Jeremy Sydow beendet erste Triumph-WM-Saison mit Podiumsserie
Jeremy Sydow (gelbe Kleidung) mit seinem Triumph Factory Team. / Foto: Future7Media
Jeremy Sydow hat seine erste EnduroGP-Saison mit Triumph auf Rang vier der Enduro1-Weltmeisterschaft beendet. Beim Finale im walisischen Rhayader fuhr der Deutsche an beiden Renntagen auf Platz drei seiner Klasse und bestätigte damit den Aufwärtstrend der vergangenen Monate.
Der Blick auf die reine Abschlusstabelle erzählt allerdings nur einen Teil seiner Saison. Sydow verpasste den WM-Auftakt verletzungsbedingt und musste zunächst einem Rückstand hinterherfahren. Ab dem EnduroGP in Finnland stand er jedoch bei jedem verbleibenden WM-Wochenende auf dem Enduro1-Podium.
In Wales zweimal Dritter
Beim Heimrennen von Triumph deutete Sydow bereits am Freitagabend seine Geschwindigkeit an.
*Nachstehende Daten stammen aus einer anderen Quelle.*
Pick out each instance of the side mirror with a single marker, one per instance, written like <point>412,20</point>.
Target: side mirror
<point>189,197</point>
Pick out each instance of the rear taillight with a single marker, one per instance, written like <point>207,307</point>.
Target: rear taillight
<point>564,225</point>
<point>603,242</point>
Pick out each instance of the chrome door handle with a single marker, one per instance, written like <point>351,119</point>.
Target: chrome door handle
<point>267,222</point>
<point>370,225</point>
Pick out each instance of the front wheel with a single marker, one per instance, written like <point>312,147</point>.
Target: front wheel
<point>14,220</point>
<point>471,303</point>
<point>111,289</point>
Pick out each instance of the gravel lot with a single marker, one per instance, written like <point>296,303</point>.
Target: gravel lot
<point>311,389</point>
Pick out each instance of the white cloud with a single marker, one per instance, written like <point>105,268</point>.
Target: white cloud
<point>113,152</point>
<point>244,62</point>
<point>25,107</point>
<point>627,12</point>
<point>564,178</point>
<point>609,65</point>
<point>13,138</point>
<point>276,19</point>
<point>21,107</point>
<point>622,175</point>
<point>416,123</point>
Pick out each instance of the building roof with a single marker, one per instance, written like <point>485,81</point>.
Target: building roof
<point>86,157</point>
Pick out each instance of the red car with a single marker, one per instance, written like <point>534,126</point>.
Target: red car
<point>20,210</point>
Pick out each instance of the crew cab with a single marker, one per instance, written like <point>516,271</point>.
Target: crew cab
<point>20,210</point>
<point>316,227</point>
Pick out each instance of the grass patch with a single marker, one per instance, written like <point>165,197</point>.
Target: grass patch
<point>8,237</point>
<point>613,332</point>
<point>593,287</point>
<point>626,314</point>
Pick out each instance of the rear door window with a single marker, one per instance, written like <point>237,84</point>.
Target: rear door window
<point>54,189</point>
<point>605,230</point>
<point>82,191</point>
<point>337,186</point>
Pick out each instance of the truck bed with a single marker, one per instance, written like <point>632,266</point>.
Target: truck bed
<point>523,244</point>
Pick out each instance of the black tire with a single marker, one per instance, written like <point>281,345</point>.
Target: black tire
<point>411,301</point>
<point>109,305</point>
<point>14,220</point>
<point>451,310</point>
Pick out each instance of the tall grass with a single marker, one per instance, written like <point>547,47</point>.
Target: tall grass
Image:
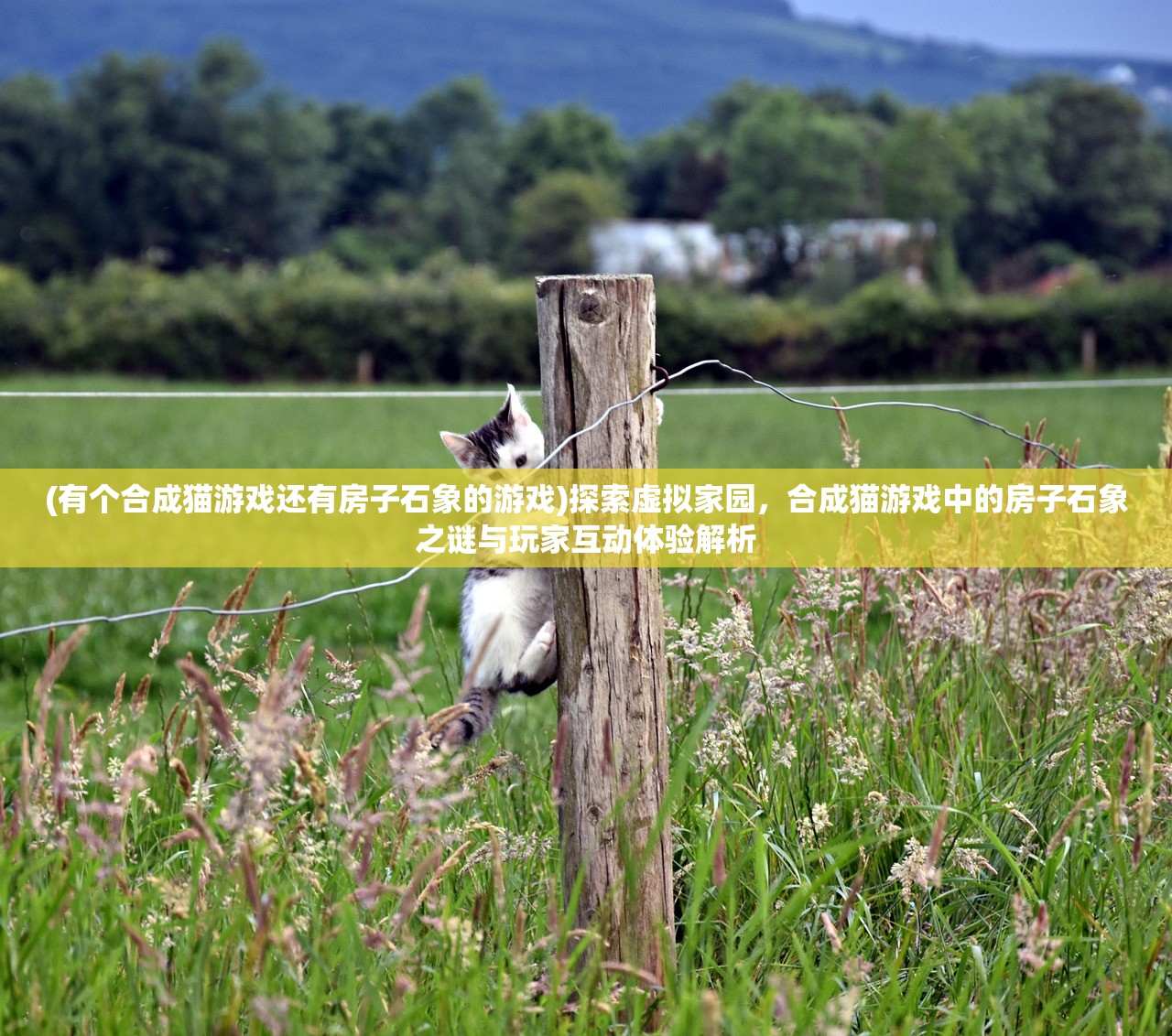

Im Super Test fuhr er auf Rang zwei der Enduro1-Klasse.
Am Samstag legte er im ersten Cross Test die zweitschnellste Zeit des gesamten Feldes hin. Über den weiteren Renntag hielt sich der 26-Jährige in den Top Ten der Gesamtwertung und beendete den ersten Fahrtag auf EnduroGP-Rang zehn. In der E1 bedeutete das Platz drei hinter Josep Garcia und Triumph-Markenkollege Morgan Lesiardo.
Sonntag ging es in der Gesamtwertung noch eine Position nach vorne. Sydow platzierte sich in mehreren Tests unter den fünf Schnellsten aller Klassen und kam als Neunter der EnduroGP-Wertung ins Ziel. In Enduro1 stand erneut Rang drei zu Buche.
Ganz ohne Probleme verlief das Wochenende nicht. Sydow fühlte sich gesundheitlich angeschlagen und verlor durch einige Fehler zusätzliche Sekunden. Trotzdem reichte sein Tempo an beiden Tagen für das Klassenpodium.
Elf Punkte fehlen zum WM-Podium
Mit 162 Punkten beendet Sydow die Enduro1-Weltmeisterschaft auf Rang vier. Weltmeister Josep Garcia kam auf 280 Zähler, Morgan Lesiardo wurde mit 221 Punkten Zweiter und Antoine Magain sicherte sich mit 173 Punkten Rang drei. Damit fehlten dem Deutschen am Ende lediglich elf Zähler zum WM-Podium. In der klassenübergreifenden EnduroGP-Wertung steht Sydow mit 62 Punkten auf Position zwölf.
Gerade vor dem Hintergrund des verpassten Saisonauftakts bekommt dieser Abstand eine andere Bedeutung. Seine stärkste Phase kam erst im weiteren Verlauf des Jahres – und hielt bis zum Finale an.
„Es war nicht der beste Start mit meiner Verletzung und dem verpassten ersten Lauf, aber ich denke, ich habe gezeigt, wozu ich in der Lage bin“, blickte Sydow nach dem Finale zurück. Vor allem seine Serie seit Finnland wertete er positiv: „Seit Finnland stand ich jedes Wochenende in meiner Klasse auf dem Podium.“
Vom Motocross zum Enduro
Sydows Entwicklung bekommt auch deshalb Gewicht, weil seine Karriere lange einen anderen Schwerpunkt hatte. Der Sachse war über Jahre im Motocross unterwegs, startete in der MX2-Weltmeisterschaft und im ADAC MX Masters, bevor sich sein sportlicher Weg in Richtung Enduro verlagerte.
Mit Triumph begann 2026 ein neues Kapitel seiner Laufbahn. Die Verletzung zum Saisonstart verhinderte einen direkten Vergleich über die komplette Meisterschaft. In der zweiten Saisonhälfte rückte Sydow jedoch regelmäßig in den Bereich vor, in dem die Enduro1-Podien vergeben wurden.
Auch Teammanager Paul Edmondson sieht darin die Basis für den nächsten Schritt. Sydow habe im Verlauf des Jahres große Fortschritte gemacht und kämpfe inzwischen konstant um die ersten drei Plätze seiner Klasse sowie um die Top Ten der EnduroGP-Gesamtwertung.
Die ungewöhnlich früh beendete EnduroGP-Saison verschafft dem Deutschen nun eine lange Vorbereitung auf 2027. Genau dort soll die Entwicklung weitergehen. Sydow selbst formulierte nach Wales noch kein konkretes Ergebnisziel, will die zusätzliche Zeit aber nutzen, um sich weiter zu steigern und herauszufinden, was im zweiten gemeinsamen Jahr mit Triumph möglich ist.